Member of Parliament, Rajya Sabha
- Incumbent
- Assumed office 3 April 2026
- Preceded by: Fouzia Khan
- Constituency: Maharashtra

Personal details
- Born: Parth Ajit Pawar 21 March 1990 (age 36) Bombay (Mumbai), Maharashtra, India
- Party: Nationalist Congress Party
- Parents: Ajit Pawar (father); Sunetra Pawar (mother);
- Relatives: Sharad Pawar (grandfather) Jay Pawar (brother) Rohit Rajendra Pawar (cousin) Supriya Sule (aunt)
- Occupation: Politician; businessman;

= Parth Pawar =

Indian politician (born 1990)

Parth Ajit Pawar (born 21 March 1990) is an Indian politician and businessman from Maharashtra, who is serving as Member of Parliament, Rajya Sabha from Maharashtra state since April 2026. He is the elder son of veteran politician Ajit Pawar and Maharashtra Deputy CM Sunetra Pawar.

==Early and personal life==
Pawar was born on 21 March 1990 in Bombay (Mumbai), Maharashtra.

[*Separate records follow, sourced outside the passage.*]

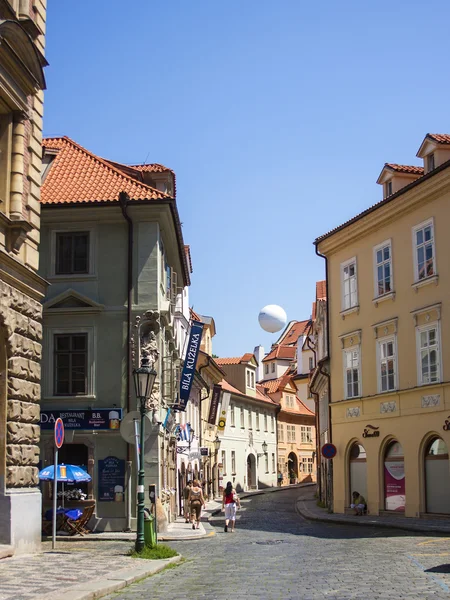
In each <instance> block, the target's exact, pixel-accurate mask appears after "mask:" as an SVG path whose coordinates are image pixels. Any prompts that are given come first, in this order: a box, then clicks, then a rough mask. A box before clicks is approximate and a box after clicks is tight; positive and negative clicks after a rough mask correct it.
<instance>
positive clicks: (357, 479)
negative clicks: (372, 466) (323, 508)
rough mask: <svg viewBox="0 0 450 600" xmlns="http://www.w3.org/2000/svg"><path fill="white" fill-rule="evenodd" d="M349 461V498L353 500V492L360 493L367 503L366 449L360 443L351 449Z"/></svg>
mask: <svg viewBox="0 0 450 600" xmlns="http://www.w3.org/2000/svg"><path fill="white" fill-rule="evenodd" d="M349 461H350V464H349V475H350V477H349V483H350V490H349V492H350V494H349V498H350V499H351V497H352V493H353V492H359V493H360V494H361V495H362V496H364V498H365V499H366V502H367V457H366V449H365V448H364V446H362V445H361V444H360V443H359V442H355V443H354V444H353V446H352V447H351V449H350V457H349Z"/></svg>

He is the elder son of the longest-serving Deputy Chief Minister Ajit Pawar and the current Deputy Chief Minister Sunetra Pawar, and his grandfather Sharad Pawar is a veteran deeply involved in both state and national politics. His younger brother Jay Pawar is a businessman.

==Political career==
Pawar entered politics in 2019 general election and contested from Maval Lok Sabha Constituency but lost the election by a margin of 2,15,913 votes. In 2026 his politics took place when his father died in an aircraft crash on 28 January 2026 in Baramati. His mother immediately succeeded in his state roles and Parth Pawar was nominated by the NCP to contest 2026 Rajya Sabha elections and serve as MP for Maharashtra. He was elected on 16 March 2026 and assumed office on 3 April 2026 after his predecessor's term expired the previous day. He took his oath at the Parliament House in New Delhi on 9 April 2026, administed by Rajya Sabha Chairman C. P. Radhakrishnan with presence of his mother Sunetra, NCP MPs Praful Patel and Sunil Tatkare, INC MP Jairam Ramesh and Leader of the House J. P. Nadda.